One of the most notable facades along Rue des Rosiers is the Hamman Saint-Paul, constructed in 1863, when many apartments were lacking bathrooms. The building is now home to clothing boutiques, though its ornate exterior – complete with the words sauna and piscine etched in stone – still remain.

These days, Rue des Rosiers is a mix of old and new Paris, with the neighbouring streets home to some of the city’s most cutting-edge fashion boutiques, hippest bars and chic design ateliers. The locals, a mix of creative types and intelligentsia, sport a distinctly individual sense of style, using fashion as their method of expression. But what’s perhaps most impressive about these residents is that they manage to make the often messy act of eating falafel somewhat glamorous. Although the rest of us may not be able to manage such elegance, a visit to Rue des Rosiers parisian walkways is worth the messy fingers.

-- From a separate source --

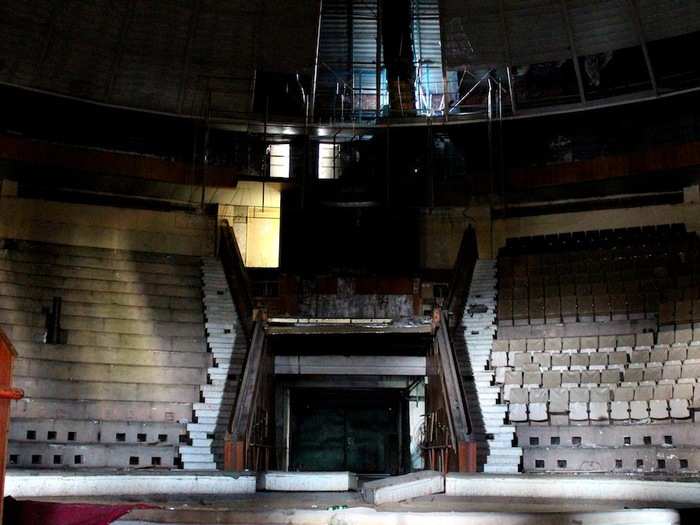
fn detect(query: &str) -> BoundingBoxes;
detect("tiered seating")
[491,225,700,474]
[0,240,209,469]
[497,225,700,326]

L’As du Fallafel: 34 Rue des Rosiers, 75004 Paris

This rustic joint is lauded by some as the purveyor of the world’s best falafel, so no wonder that it boasts something of a cult following. Although you’ll have to line up to nab your soft warm pitta stuffed with eggplant, cabbage, hummus and, of course, boules of falafel, it will certainly be well worth the wait.

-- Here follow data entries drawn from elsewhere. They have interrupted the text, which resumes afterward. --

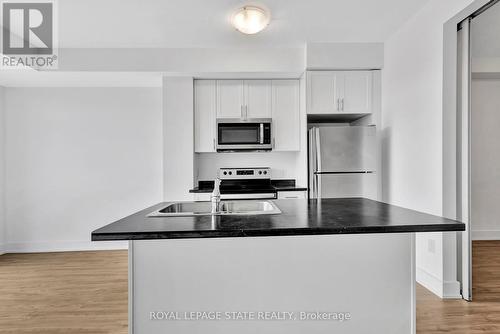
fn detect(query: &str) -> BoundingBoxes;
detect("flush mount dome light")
[231,6,270,34]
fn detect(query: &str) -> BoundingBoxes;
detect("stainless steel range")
[217,167,276,200]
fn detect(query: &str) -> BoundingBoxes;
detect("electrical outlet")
[427,239,436,253]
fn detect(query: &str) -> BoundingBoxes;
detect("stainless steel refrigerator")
[308,125,377,199]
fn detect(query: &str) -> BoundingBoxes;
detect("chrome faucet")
[211,177,221,214]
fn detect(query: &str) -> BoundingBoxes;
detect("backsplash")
[194,151,300,181]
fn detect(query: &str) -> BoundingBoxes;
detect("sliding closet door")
[457,18,472,301]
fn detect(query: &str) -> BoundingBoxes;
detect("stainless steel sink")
[148,200,281,217]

Kusmi Tea: 56 Rue des Rosiers, 75004 Paris

Among myriad soothing herbal fusions, this petite outpost of Parisian maison de thé Kusmi specialises in Russian blends – including the Detox, which is a favourite of the city’s fashion set. Kusmi’s vibrantly-hued tins and menagerie of tea accessories also make impressive gifts for friends and family back home.

Sabon: 32 Rue des Rosiers, 75004 Paris

You’ll likely be drawn in by the sweet smell of soap and other beauty elixirs which emanate from the doorway of Sabon. The shelves of this boutique are lined with luscious creams, body scrubs – made using salt from the Dead Sea – and bath oils, all of which are perfect for pampering.

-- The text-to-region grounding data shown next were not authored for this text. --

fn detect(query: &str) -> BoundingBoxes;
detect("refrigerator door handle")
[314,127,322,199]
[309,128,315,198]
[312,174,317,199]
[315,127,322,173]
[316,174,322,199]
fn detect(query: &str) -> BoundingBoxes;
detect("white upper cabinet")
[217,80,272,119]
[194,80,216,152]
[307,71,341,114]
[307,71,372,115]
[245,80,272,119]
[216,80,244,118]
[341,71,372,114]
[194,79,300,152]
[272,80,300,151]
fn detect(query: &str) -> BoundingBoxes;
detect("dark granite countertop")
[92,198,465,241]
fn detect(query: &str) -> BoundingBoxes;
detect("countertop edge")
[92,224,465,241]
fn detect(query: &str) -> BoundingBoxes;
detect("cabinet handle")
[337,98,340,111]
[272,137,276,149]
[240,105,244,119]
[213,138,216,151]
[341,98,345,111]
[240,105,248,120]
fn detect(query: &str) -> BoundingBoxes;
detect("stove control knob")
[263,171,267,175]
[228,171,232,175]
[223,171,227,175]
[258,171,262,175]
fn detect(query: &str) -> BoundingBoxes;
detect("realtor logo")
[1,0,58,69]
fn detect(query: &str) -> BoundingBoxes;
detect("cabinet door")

K Jacques: 16 Rue Pavée, 75004 Paris

Tropézienne sandals are a requisite summer accessory for les femmes Françaises and two brands are widely considered to be the best. Although you’ll have to travel to St Tropez to purchase one of the top brands, Rondini, the other boasts a Parisian pied-à-terre just off rue des Rosiers.

La Boutique Jaune de Sacha Finkelsztajn: 27 Rue des Rosiers, 75004 Paris

If your attention isn’t seized by the bright yellow shopfront of Sacha Finkelsztajn’s den of Yiddish treats, it soon will be by the voluptuous baked goods which can be spied through its windows. The gourmet delights therein are in abundance, but you can’t go wrong with the Yiddish Sandwich followed by the famous cheesecake.

Charcuterie Panzer: 26 Rue des Rosiers, 75004 Paris

Founded by Dimitri Panzer in 1979, due to his nostalgia for his grandparents’ traditional Ashkenazic deli and charcuterie items, this remains a family affair. Dimitri’s son Nicolas now helms this enclave of mouth-watering provisions, which include latkes, kneidels, harissa and an impressive selection of meats.